Ils demandent aussi que la partie de l'abonnement allouée aux commissaires d'arrondissement pour le traitement des employés fasse l'objet d'un paragraphe spécial au budget du ministère de l'intérieur. Ce serait là une mesure qui aurait les plus mauvais résultats.

Ce qu'ils veulent, c'est toucher en entier le montant de l'abonnement ; de sorte qu'un commissaire d'arrondissement qui, en s'imposant un surcroît de travail, pourrait n'occuper que deux employés, par exemple, au lieu de trois, serait encore obligé de remettre l'abonnement en entier à ses employés, c'est-à-dire départager le traitement du troisième entre les deux autres.

Cette mesure serait des plus fâcheuses pour certains commissaires d'arrondissement. Le traitement de ces fonctionnaires étant peu élevé, certains d'entre eux sans fortune personnelle peuvent cependant vivre d'une manière convenable en faisant quelques économies sur leurs frais de bureau. Il n'en serait plus de même si la demande des employés des commissariats était accueillie par la Chambre, et les fonctions de commissaire seraient inaccessibles aux personnes non favorisées de la fortune.

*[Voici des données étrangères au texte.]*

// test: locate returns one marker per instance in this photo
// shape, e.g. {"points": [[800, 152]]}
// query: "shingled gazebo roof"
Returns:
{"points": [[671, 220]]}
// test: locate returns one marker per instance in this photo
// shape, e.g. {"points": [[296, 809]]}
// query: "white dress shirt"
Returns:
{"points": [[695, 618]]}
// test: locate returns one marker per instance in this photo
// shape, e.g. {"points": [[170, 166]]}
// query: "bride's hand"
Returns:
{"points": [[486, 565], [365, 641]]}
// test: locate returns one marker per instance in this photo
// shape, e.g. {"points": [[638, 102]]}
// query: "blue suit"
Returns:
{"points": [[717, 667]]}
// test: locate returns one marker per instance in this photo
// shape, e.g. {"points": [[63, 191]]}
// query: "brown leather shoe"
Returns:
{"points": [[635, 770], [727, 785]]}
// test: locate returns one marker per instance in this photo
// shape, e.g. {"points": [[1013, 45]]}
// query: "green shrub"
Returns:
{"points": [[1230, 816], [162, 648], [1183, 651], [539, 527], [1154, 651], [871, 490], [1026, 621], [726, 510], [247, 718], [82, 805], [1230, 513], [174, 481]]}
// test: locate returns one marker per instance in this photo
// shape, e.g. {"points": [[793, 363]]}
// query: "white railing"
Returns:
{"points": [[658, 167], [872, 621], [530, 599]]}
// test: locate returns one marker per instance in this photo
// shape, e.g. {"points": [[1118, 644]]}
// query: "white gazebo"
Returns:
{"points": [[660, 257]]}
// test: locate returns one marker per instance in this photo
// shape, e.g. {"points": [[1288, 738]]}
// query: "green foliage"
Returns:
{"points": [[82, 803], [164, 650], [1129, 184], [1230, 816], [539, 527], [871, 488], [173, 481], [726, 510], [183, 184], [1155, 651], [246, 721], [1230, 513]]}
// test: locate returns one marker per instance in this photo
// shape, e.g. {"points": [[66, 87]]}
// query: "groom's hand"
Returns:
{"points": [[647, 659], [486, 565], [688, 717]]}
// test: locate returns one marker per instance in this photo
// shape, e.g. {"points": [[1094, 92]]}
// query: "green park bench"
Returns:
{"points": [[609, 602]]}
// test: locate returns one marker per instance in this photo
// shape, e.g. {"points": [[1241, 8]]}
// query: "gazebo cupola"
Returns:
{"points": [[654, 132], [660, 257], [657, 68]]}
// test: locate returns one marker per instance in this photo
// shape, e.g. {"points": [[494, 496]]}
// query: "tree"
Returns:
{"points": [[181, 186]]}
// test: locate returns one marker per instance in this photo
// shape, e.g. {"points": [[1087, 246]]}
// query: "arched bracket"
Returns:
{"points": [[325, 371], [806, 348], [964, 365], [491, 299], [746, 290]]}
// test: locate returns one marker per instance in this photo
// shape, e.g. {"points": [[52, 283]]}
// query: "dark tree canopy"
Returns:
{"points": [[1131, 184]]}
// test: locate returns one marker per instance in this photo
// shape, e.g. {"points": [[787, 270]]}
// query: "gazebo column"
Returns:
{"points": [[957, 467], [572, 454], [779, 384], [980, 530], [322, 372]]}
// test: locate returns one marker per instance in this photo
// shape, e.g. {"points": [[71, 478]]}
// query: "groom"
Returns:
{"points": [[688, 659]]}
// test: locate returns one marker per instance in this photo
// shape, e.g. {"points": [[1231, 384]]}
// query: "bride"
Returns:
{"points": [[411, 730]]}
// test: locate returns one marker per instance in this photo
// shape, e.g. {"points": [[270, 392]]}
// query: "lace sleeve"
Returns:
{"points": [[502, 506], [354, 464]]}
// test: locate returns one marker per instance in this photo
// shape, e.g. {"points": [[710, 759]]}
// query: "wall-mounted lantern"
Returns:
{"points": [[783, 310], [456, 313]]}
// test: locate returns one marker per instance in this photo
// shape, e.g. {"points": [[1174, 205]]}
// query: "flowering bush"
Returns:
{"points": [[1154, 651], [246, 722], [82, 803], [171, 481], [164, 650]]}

- La discussion est close.

Articles 38 à 41

« Art. 38. Traitement des commissaires d'arrondissement : fr. 166,800.

« Charge extraordinaire : fr. 765. »

- Adopté.


« Art. 39. Emoluments pour frais de bureau : fr. 81,200. »

- Adopté.


« Art. 40. Frais de route et de tournées : fr. 26,000. »

- Adopté.


« Art. 41. Frais d'exploits relatifs aux appels interjetés d'office, en vertu de l'article 7 de la loi du 1er avril 1843 : fr. 500. »

- Adopté.

Chapitre VI. Milice

Discussion générale

La discussion est ouverte sur ce chapitre.

M. Moncheur. - Messieurs, un projet est présenté depuis quatre ou cinq ans pour réviser la loi sur le recrutement de l'armée. Ce projet est renvoyé à la section centrale, et la Chambre a reçu dernièrement la promesse que la section centrale s'en occuperait incessamment. Je désire que cette promesse se réalise.

D’un autre côté, messieurs, je vois avec plaisir, dans le rapport de la section centrale, que M. le ministre de l'intérieur a l'œil ouvert sur l'expérience que l'on fait, dans un pays voisin, du système de l'exonération et qu’il a demandé des renseignements sur les résultats qu'a pu y avoir le système nouveau.

L'honorable ministre de l'intérieur déclare qu'il n'a pas d'opinion absolue sur le système ; je le conçois, et je déclare aussi que j'ai pas d'opinion absolue sur le mérite du système dont s'agit. Il serait téméraire d'affirmer qu'il est excellent avant que l'expérience ait parlé.

Mais, je désirerais savoir si M. le ministre de l'intérieur a déjà reçu les renseignements qu'il s'est empressé de demander en France, et je crois que lorsqu'il aura reçu ces renseignements, il serait fort utile qu'il voulût bien les communiquer à la section centrale chargée de l'examen de la loi sur le recrutement de l'armée. Cela fournira, dans tous les cas, des données fort utiles à la section centrale qui a le mandat de faire un rapport à la Chambre sur cette matière extrêmement importante.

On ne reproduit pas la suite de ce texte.